- Born: 16 April 1818 Bruck an der Mur, Duchy of Styria, Austrian Empire
- Died: 4 April 1853 (aged 34) Dobriša Vas, Duchy of Styria, Austrian Empire
- Occupations: Poet, writer
- Known for: Alleged first Slovenian woman poet

= Fanny Hausmann =

Slovenian writer and poet of German origin

Franziska Maria Elisabeth Haussmann (16 April 1818 – 4 April 1853) was a Slovenian writer and poet of German origin.

Hausmann was born in Bruck an der Mur, the daughter of Joseph Ludwig Haussmann and Elise Haussmann (née Pretterhofer).

Hausmann is generally hailed as the first female poet to write in Slovene, although that claim has been contested. Most of her work consisted of patriotic poems and love poems.

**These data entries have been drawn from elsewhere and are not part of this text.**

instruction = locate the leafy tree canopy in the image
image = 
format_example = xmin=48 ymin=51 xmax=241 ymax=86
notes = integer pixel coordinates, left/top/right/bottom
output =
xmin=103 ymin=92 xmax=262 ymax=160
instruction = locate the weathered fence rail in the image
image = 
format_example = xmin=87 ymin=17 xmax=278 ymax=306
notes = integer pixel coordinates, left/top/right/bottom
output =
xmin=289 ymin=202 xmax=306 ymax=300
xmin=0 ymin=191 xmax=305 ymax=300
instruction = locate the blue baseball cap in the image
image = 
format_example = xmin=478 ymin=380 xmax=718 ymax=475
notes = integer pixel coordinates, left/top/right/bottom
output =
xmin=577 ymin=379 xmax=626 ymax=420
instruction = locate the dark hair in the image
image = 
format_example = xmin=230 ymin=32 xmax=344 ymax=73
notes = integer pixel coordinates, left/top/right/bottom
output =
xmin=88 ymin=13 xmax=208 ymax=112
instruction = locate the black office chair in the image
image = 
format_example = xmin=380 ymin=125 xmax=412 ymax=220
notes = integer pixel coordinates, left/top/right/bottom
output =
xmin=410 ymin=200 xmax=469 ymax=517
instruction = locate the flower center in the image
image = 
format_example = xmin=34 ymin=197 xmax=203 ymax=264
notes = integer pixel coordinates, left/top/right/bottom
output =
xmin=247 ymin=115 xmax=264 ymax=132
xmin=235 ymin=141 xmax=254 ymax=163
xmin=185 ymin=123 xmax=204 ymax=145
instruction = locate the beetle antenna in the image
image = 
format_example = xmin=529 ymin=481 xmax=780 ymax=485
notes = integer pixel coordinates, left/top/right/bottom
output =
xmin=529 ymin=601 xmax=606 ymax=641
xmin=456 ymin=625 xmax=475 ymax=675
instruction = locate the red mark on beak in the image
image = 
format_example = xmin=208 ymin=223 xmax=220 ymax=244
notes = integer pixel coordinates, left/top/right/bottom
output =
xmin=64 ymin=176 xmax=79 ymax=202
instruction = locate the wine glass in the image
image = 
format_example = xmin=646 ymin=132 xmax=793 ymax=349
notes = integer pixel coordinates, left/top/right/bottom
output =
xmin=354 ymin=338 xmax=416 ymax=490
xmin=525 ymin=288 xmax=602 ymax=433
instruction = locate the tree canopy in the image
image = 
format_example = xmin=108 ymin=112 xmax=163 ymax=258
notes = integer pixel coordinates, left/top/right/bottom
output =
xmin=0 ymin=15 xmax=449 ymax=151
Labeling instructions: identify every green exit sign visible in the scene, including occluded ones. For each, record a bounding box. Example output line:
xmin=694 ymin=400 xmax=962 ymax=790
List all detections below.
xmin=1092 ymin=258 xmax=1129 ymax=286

Hausmann's poems preceded the existence of a national literary magazine, and they were therefore published in weekly newspapers. Her first published poem, "Vojaka izhod" (A Soldier's Exit), appeared in Celske novine (Celje News) in 1848, and her other poetry appeared both in that newspaper and in Slovenija. Her work was influential with Slovenian populists and also paved the way for more women writers to gain entry into the Slovenian literary scene and public sphere.

Hausmann died at age 34 in Dobriša Vas.